I feel anxious and worried (Photo: Getty Images/iStockphoto)
My wife has kindly suggested that we consider opening our marriage.
She has a higher libido than I do, but overall we have a happy marriage and family, even though we have been slow to communicate over the years.
This prospect both excites and terrifies me – I don’t want to stir up resentment and jealousy in our home, but the idea naturally worries me.
The candor of our recent conversations is also refreshing. We’re much friendlier and we’ve even had sex. What do you recommend?
Two aspects must always be taken into account when calculating risk.
First: What are the chances of something going wrong? Second: How can it go wrong? Opening a marriage is a pretty high risk either way, but only you know how high, says James McConnachie.
Your next step therefore requires a full, detailed and written risk assessment.
There’s also confirmation bias, where we tend to minimize the downsides of what we’re about to do and exaggerate the potential benefits, McConnachie said. It’s also called thinking with your dick.
The openness and vulnerability that comes with such a life-changing proposal naturally creates a sense of expansion within your union, but beware, this is only a honeymoon period.

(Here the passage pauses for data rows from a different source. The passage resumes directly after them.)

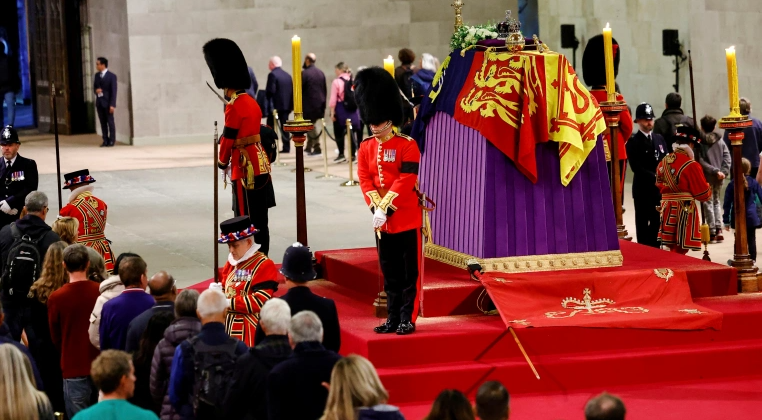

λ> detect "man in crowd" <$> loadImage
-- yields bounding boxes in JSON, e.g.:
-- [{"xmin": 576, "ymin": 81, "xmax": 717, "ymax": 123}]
[
  {"xmin": 355, "ymin": 67, "xmax": 421, "ymax": 335},
  {"xmin": 267, "ymin": 311, "xmax": 341, "ymax": 420},
  {"xmin": 585, "ymin": 392, "xmax": 627, "ymax": 420},
  {"xmin": 209, "ymin": 216, "xmax": 278, "ymax": 347},
  {"xmin": 223, "ymin": 298, "xmax": 292, "ymax": 420},
  {"xmin": 476, "ymin": 381, "xmax": 511, "ymax": 420},
  {"xmin": 0, "ymin": 126, "xmax": 38, "ymax": 227},
  {"xmin": 99, "ymin": 257, "xmax": 155, "ymax": 350},
  {"xmin": 255, "ymin": 242, "xmax": 341, "ymax": 353},
  {"xmin": 627, "ymin": 102, "xmax": 672, "ymax": 248},
  {"xmin": 169, "ymin": 289, "xmax": 246, "ymax": 419},
  {"xmin": 654, "ymin": 92, "xmax": 693, "ymax": 140},
  {"xmin": 0, "ymin": 191, "xmax": 61, "ymax": 341},
  {"xmin": 48, "ymin": 244, "xmax": 99, "ymax": 418},
  {"xmin": 722, "ymin": 98, "xmax": 762, "ymax": 178},
  {"xmin": 265, "ymin": 55, "xmax": 294, "ymax": 153},
  {"xmin": 302, "ymin": 53, "xmax": 327, "ymax": 156},
  {"xmin": 93, "ymin": 57, "xmax": 117, "ymax": 147},
  {"xmin": 60, "ymin": 169, "xmax": 114, "ymax": 273},
  {"xmin": 73, "ymin": 350, "xmax": 159, "ymax": 420},
  {"xmin": 125, "ymin": 271, "xmax": 177, "ymax": 353}
]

By saying she needs more sexual partners, your wife has made you realize that you may not be enough for you, says Dr. Angarad Rudkin. This freedom and lack of critical judgment has brought you closer together.
But once your dialogue has reached the practical side, things may be a little less rosy.
Having other people directly involved in your life is going to create all kinds of insecurities, Rudkin says. It won’t be the same kind of trip. You find people, happiness and disappointment at different times.
People also have a bad habit of falling in love with people they have sex with, so you need to include some important considerations in your risk assessment.
What happens when one of you feels like your lover is becoming a little more important? How does your relationship fit in? asks Rupert Smith. My other concern is for your children. How do you reconcile this new situation with your parental responsibilities?
In many ways, this is a very positive way to deal with the perceived numbness of a long-term relationship, because it saves you from both having affairs and living in secrecy and shame.
But you need bright eyes and an open heart, McConnachie says, and those are very rare qualities.
- Dr. Angarad Rudkin is a clinical psychologist and co-author of the psychology guide What’s My Teen Thinking Now.
- James McConnachie is the author of Sex (A Rough Guide).
- Rupert Smith is an author and consultant.
Do you have a dilemma with sex and dating?